Q.- Alors, Bernard ne comprend pas, nous non plus, pour dire vrai. Pour l'instant, le principe de précaution s'applique avec la clause de sauvegarde, mais, est-ce que l'attitude de la France, finalement, sur cette question, n'est pas, quand même, un petit peu hypocrite ?
 
R.- Quelle était la situation il y a six mois ? Il y a six mois, un, on pouvait produire ce que l'on voulait, notamment le maïs BT 810. Deux, il n'y avait pas de réglementation, c'est-à-dire que si vous produisiez et que ça posait un problème à quelqu'un d'autre, il n'y avait pas de responsabilité, il n'y avait pas de transparence, vous pouviez le faire n'importe où. Alors, face à ce grand débat, le Grenelle, qui est un compromis, a arrêté des positions. Je les ai sous les yeux, elles ont été prises à l'unanimité des acteurs, ONG comme agriculteurs. Que dit ce texte du Grenelle sur un sujet extrêmement difficile - les pays ont des positions différentes les unes les autres ? Point numéro 1 : sur le seul OGM cultivé en France, qui est le maïs 810...
 
Q.- Monsanto 810...
 
R.- La France a fait jouer la clause de sauvegarde, c'est-à-dire, a dit à l'Europe : "nous, en France, pour l'instant, on n'en veut pas".
 
Q.- On suspend...
 
R.- Voilà. Donc, il y avait 22.000 hectares qui étaient produits l'année dernière, il n'y en a plus. Pourquoi ? Essentiellement, parce qu'il y a un problème qui est assez crucial, c'est la dissémination à d'autres agriculteurs, à d'autres formes d'agriculture ; c'est ça le problème central. Donc, un, on fait jouer la clause de sauvegarde, on l'a fait à l'égard de l'Europe. Deuxièmement, on a demandé que le niveau d'expertise européen s'élève considérablement. Troisièmement, vous avez vu qu'un certain nombre de pays, comme la Roumanie, il y a encore quatre jours, a pris la même position que la France. Ça, c'était ce qui était convenu pour la seule culture en France, le maïs. En ce qui concerne le reste des biotechnologies et OGM, ce qui a été arrêté par le Grenelle, c'est quoi ? Il faut d'abord qu'on transcrive la loi européenne, c'est une obligation.
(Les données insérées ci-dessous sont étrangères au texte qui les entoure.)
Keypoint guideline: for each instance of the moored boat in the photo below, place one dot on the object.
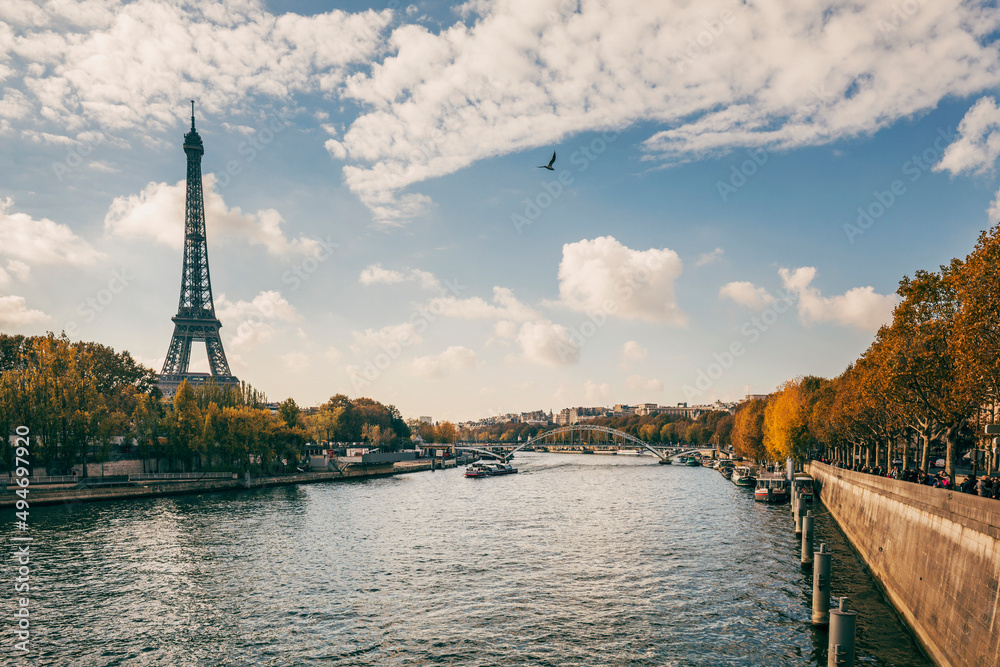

Deuxièmement, qu'il y ait un principe de transparence, qu'il y ait un principe de responsabilité et qu'il y ait une haute autorité qui, OGM par OGM, sujet par sujet, dans le temps et durablement, qu'il y ait une haute autorité avec plusieurs scientifiques qui donnent leur point de vue. Voilà, c'est ça le principe. Alors, vous savez, moi-même, j'ai du mal à l'expliquer à ma propre famille, parce que, à la fois, on dit "on suspend", "il n'y en a plus", la vérité, c'est qu'il n'y en a plus de cultivés en France et en même temps, on fait une loi de transcription pour dire "dans l'hypothèse où d'autres cas, un jour, peut-être, quels sont les principes de responsabilité et de transparence ?" Donc c'est vrai que cela fait une forme de télescopage pas compréhensible, mais en attendant, c'était une obligation européenne et légale.
 
Q.- Et c'est vrai que les sénateurs ont quand même un petit peu modifié le texte, c'est ce qui fait qu'aujourd'hui Greenpeace, les Verts, sont quand même vent debout contre ce projet.
 
R.- Oui, enfin, ils respectent quand même l'essentiel. Alors, après, vous savez, quand vous avez un compromis, chaque phrase est pesée. N. Kosciusko, comme moi, on préférait le texte initial du Gouvernement que celui qui a été un peu amendé. Bon, après, chacun a sa sensibilité...
 
Q.- Vous souhaiteriez qu'on y revienne, qu'on revienne aux fondamentaux de ce texte ?
 
R.- Moi, je préfère le texte initial qu'avait présenté le Gouvernement, mais il ne sort pas de la contradiction.
 
Q.- Qu'est-ce que vous préférez dans ce texte ?
 
R.- Il y avait un principe général, c'est que cette haute autorité, l'ensemble des membres, parce que la...
 
Q.- Parce que là, dans la mouture actuelle disons, ce sont les scientifiques qui vont "dominer" - entre guillemets - cette haute autorité...
 
R.- Il y a un problème de cohabitation entre les chercheurs purs et les autres sciences, et la société civile, or je crois que c'est un débat... On a besoin des scientifiques, évidemment, pour éclairer, et en même temps il y a des enjeux, notamment environnementaux, notamment socioéconomiques, qu'il faut prendre en compte. Si vous voulez, le grand piège dans ce genre de situation, est le suivant : il y a ceux qui disent "Pas du tout, aucune recherche sur les OGM, vous tournez le dos à la science, et si demain on peut sauver des gens, vous n'avez pas le droit, à ce point, de tourner le dos à la science" ; et puis, en même temps, ceux qui disent "attention, principe de précaution, il n'est pas du tout évident que les OGM -reprenons l'exemple du maïs - soient si pertinents que ça pour l'avenir".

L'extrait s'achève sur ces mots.